人生を通して「骨を強くする」には?
私たちは「運動すれば骨は強くなる」と学んできましたが、現代の生活ではそもそも座っている時間がとても長くなっています。
学校や仕事、移動や娯楽の多くが椅子の上で行われ、子どもも大人も一日の大半を座位で過ごすことが珍しくありません。
座りっぱなしが肥満や糖尿病、心血管疾患のリスクになることはよく知られていますが、骨の健康に対してどれほど独立した悪影響があるのかは十分に整理されていませんでした。
今回のレビューは、そうしたギャップを埋める目的で、身体活動と座り行動が骨の健康に与える影響をライフステージ別に評価しました。
分析の対象になったのは、疫学研究、システマティックレビュー、メタ解析など信頼性の高い研究群です。

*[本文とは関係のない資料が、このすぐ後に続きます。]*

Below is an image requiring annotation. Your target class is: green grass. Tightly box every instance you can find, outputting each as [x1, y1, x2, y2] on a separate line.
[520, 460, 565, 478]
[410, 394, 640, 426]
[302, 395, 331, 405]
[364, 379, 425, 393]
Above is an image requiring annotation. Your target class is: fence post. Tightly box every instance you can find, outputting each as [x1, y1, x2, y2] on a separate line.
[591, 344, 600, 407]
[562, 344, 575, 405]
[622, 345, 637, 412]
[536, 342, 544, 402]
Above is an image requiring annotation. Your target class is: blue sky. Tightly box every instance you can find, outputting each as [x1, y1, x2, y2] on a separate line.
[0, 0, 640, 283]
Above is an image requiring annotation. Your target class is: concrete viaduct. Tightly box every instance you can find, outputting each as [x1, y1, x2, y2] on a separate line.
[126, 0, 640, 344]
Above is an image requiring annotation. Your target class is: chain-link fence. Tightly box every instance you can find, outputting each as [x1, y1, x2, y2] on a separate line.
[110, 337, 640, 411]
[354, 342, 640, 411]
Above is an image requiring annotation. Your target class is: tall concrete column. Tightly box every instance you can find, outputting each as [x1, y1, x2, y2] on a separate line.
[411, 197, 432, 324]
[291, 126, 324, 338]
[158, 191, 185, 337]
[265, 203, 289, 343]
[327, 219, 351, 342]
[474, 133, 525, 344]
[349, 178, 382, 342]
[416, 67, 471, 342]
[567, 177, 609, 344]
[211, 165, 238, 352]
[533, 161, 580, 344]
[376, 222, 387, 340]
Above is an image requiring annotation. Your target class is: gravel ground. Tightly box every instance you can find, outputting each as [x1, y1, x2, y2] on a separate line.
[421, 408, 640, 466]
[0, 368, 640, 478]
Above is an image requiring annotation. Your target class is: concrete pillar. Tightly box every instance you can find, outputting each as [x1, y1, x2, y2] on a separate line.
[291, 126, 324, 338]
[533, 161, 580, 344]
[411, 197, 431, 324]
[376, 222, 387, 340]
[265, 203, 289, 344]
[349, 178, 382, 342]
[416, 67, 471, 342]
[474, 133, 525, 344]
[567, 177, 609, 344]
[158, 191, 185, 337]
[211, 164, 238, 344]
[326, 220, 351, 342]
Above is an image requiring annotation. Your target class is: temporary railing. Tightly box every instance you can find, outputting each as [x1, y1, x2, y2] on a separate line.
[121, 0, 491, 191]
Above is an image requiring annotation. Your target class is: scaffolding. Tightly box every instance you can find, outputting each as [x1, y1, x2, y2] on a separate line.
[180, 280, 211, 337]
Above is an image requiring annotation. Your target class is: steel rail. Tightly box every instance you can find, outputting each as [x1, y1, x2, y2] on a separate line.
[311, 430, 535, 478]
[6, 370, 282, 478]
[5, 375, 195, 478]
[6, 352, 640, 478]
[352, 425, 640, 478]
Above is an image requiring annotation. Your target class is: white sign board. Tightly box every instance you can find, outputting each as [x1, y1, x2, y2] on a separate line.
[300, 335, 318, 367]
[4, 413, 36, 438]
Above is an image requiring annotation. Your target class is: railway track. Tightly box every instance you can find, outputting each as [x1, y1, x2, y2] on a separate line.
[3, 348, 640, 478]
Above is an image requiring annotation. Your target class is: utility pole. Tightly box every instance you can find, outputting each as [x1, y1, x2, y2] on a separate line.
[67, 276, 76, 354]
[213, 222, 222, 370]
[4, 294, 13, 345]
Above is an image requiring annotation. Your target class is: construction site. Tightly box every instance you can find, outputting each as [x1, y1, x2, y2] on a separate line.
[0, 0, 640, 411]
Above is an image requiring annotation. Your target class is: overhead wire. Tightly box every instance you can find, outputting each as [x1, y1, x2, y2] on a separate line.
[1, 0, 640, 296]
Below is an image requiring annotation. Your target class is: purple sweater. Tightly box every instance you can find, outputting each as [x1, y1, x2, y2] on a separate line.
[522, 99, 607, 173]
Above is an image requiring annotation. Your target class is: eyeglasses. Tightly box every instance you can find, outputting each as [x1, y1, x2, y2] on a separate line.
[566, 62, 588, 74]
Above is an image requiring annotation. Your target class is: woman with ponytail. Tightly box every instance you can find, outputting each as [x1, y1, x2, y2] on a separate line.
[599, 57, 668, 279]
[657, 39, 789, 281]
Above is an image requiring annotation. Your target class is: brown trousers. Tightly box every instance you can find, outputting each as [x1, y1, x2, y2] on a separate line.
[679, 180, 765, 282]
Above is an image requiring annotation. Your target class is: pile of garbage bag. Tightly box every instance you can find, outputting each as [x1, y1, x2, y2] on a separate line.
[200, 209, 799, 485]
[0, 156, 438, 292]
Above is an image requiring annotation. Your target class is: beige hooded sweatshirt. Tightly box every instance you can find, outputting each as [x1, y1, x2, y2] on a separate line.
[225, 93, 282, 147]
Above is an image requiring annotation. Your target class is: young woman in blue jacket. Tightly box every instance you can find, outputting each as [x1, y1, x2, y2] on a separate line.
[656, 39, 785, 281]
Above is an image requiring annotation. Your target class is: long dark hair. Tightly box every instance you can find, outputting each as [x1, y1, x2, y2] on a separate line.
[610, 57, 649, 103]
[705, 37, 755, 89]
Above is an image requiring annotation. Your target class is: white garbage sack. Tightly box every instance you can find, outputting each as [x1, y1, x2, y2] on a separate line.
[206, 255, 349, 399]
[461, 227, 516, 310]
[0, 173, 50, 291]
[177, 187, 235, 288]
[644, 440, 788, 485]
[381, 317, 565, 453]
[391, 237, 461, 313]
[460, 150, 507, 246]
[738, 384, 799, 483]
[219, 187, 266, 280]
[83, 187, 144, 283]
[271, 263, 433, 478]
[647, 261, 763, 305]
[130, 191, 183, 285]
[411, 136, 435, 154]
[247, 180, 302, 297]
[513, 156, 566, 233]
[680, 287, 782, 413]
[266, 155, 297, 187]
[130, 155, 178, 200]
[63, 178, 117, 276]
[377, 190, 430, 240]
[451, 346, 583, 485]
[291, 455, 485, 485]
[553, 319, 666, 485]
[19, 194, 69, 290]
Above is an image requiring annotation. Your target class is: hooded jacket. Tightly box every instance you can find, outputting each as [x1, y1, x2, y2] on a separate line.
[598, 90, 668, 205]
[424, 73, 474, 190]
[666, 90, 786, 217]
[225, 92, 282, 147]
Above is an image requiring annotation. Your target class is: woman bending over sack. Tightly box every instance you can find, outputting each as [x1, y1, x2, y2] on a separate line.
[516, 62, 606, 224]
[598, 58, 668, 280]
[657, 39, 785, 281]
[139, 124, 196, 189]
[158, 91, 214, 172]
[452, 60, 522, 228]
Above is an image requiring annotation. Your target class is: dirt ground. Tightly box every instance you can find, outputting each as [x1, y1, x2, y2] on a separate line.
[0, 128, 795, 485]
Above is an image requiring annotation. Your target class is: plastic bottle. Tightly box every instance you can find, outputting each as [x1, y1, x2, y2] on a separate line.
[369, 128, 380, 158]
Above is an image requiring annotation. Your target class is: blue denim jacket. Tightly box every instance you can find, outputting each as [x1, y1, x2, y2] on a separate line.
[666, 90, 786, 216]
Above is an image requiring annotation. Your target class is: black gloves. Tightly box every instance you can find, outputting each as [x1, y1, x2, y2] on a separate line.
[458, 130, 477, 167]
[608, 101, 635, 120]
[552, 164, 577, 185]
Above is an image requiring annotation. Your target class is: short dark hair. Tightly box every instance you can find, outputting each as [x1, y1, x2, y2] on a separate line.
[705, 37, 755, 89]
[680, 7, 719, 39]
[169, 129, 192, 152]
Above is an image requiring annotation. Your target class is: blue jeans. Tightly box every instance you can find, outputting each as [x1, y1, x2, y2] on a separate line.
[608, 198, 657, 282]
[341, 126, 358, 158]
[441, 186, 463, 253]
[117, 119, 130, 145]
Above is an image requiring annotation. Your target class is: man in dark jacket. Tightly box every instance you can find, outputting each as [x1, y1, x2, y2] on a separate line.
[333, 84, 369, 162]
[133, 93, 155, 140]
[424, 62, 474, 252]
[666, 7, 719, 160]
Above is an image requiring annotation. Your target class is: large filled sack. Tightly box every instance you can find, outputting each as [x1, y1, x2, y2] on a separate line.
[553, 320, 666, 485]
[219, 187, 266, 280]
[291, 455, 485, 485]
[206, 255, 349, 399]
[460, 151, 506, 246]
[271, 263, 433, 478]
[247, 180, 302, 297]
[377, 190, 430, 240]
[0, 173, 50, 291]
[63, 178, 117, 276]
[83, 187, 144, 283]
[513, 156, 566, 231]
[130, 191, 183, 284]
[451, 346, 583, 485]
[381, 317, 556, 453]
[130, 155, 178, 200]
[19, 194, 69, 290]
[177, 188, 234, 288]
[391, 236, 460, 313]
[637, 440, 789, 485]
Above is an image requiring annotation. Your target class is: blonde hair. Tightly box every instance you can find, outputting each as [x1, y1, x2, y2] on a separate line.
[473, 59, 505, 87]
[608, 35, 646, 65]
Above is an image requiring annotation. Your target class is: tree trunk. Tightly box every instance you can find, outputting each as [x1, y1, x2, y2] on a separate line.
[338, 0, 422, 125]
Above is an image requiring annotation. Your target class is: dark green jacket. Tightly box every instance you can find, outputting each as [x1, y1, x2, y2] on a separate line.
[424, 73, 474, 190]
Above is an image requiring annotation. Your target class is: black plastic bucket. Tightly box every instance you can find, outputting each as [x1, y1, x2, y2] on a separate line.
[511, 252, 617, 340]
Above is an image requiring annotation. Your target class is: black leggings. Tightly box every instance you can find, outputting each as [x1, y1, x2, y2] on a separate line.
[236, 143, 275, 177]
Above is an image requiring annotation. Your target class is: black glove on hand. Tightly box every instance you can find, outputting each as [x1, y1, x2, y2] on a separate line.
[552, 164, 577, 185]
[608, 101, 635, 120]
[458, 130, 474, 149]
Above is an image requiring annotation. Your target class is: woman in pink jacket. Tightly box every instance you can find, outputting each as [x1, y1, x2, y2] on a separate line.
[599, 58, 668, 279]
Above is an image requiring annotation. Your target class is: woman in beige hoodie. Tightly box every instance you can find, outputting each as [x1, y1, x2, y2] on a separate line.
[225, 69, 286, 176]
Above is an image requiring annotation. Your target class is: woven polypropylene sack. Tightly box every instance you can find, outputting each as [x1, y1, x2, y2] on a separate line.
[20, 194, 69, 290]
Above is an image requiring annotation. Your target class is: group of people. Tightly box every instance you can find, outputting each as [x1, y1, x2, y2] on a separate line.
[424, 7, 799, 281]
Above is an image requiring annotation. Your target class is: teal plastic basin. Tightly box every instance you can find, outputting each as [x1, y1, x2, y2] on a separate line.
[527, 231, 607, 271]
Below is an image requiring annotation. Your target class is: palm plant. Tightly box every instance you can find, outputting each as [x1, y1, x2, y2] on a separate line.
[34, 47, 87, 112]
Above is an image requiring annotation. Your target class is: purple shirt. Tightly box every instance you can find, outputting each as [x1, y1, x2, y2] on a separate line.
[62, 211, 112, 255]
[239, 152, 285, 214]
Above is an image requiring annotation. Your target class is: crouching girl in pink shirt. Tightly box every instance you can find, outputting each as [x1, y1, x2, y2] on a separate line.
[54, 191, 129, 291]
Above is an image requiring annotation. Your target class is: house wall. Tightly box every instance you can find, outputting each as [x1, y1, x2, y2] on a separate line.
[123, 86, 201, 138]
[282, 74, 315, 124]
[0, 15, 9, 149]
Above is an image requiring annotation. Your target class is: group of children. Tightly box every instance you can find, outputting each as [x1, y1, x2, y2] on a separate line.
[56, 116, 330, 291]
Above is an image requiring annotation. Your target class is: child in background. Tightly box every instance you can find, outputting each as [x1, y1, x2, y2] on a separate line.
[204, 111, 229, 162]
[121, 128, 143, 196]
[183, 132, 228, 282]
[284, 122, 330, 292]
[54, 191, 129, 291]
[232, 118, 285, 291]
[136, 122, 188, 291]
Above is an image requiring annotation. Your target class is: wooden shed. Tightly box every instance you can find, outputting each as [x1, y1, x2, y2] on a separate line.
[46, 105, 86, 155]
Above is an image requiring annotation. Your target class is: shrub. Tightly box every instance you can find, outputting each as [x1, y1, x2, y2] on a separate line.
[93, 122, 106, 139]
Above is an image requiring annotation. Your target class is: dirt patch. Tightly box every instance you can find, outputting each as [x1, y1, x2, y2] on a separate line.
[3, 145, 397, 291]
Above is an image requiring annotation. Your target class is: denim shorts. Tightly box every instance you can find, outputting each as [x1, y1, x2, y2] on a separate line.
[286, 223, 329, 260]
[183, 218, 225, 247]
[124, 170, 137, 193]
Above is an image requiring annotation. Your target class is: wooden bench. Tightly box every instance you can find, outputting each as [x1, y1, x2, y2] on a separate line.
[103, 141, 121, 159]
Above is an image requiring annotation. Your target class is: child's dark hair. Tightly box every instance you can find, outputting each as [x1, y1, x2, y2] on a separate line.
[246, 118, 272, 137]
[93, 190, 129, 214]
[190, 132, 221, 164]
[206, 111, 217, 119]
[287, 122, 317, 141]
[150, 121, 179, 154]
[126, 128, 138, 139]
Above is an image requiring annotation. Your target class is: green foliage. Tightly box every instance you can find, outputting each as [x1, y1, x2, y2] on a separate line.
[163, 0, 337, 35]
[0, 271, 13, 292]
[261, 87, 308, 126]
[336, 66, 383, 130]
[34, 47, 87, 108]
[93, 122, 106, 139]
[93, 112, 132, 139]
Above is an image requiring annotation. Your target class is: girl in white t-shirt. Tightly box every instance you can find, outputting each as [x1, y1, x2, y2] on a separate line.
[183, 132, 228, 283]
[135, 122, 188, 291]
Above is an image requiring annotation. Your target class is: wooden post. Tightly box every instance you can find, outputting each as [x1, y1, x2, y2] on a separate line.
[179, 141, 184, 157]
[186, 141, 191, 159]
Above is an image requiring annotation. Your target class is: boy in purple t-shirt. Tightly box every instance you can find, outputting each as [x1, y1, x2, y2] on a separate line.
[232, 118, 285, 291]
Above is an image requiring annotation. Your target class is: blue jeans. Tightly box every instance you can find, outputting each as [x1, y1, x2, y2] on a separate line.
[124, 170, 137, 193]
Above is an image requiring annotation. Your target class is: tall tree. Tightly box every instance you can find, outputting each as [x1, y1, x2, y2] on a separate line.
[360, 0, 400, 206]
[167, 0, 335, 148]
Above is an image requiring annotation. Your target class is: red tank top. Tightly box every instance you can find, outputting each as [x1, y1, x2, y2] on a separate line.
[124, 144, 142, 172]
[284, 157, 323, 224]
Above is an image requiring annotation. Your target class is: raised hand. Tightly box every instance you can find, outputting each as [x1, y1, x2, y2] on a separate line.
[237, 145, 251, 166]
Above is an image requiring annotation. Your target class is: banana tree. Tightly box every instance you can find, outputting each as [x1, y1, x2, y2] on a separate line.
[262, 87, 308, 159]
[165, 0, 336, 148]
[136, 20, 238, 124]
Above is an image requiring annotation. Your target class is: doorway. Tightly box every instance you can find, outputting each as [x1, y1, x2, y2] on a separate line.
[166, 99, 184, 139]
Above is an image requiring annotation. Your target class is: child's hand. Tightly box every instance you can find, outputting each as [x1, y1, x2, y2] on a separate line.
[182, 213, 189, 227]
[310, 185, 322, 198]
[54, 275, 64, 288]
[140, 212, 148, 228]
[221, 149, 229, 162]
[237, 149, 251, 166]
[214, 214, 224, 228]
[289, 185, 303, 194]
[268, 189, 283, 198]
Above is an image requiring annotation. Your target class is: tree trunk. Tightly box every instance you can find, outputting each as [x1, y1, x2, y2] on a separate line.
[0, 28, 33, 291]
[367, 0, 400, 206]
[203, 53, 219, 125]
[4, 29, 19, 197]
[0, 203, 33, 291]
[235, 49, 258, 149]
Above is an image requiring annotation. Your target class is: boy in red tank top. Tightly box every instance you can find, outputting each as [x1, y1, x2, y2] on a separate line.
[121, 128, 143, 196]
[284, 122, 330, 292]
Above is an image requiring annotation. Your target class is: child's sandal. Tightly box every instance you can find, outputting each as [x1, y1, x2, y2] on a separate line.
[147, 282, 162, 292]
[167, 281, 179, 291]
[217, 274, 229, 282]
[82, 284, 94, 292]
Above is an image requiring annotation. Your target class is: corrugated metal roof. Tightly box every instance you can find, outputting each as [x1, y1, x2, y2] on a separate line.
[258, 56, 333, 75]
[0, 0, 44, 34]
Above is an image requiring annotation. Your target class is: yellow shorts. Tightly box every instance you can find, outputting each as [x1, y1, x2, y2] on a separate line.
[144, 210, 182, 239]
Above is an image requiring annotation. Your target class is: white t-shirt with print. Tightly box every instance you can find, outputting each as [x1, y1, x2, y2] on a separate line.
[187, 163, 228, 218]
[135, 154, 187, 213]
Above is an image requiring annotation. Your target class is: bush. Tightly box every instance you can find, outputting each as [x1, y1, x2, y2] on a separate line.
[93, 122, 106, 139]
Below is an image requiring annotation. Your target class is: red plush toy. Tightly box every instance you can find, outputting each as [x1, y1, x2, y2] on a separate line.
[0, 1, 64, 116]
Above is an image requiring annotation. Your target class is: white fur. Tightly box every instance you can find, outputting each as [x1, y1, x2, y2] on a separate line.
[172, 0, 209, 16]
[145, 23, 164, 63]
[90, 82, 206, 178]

活動量や座位時間の測定には、質問票などの自己申告に加え、加速度計など客観的なウェアラブル測定を用いた研究も採用されました。
このレビューが特に重視したのは、「骨がどれくらい丈夫か」(骨密度)と、「骨折しやすいかどうか」(骨折リスク)という2つのポイントです。
子どもの骨がどれくらいしっかり成長するか、大人や高齢者の骨折をどう防ぐかまで、幅広い年齢層をカバーして調べています。
さらに、座っている時間の一部を軽い活動や中強度以上の活動に置き換えたとき、骨にどのような変化が起こるのかという「置き換え効」にも目を向けています。
加えて、世界保健機関(WHO)が推奨する身体活動量との整合性も検討され、現実的な行動指針に落とし込めるかどうかも確かめられました。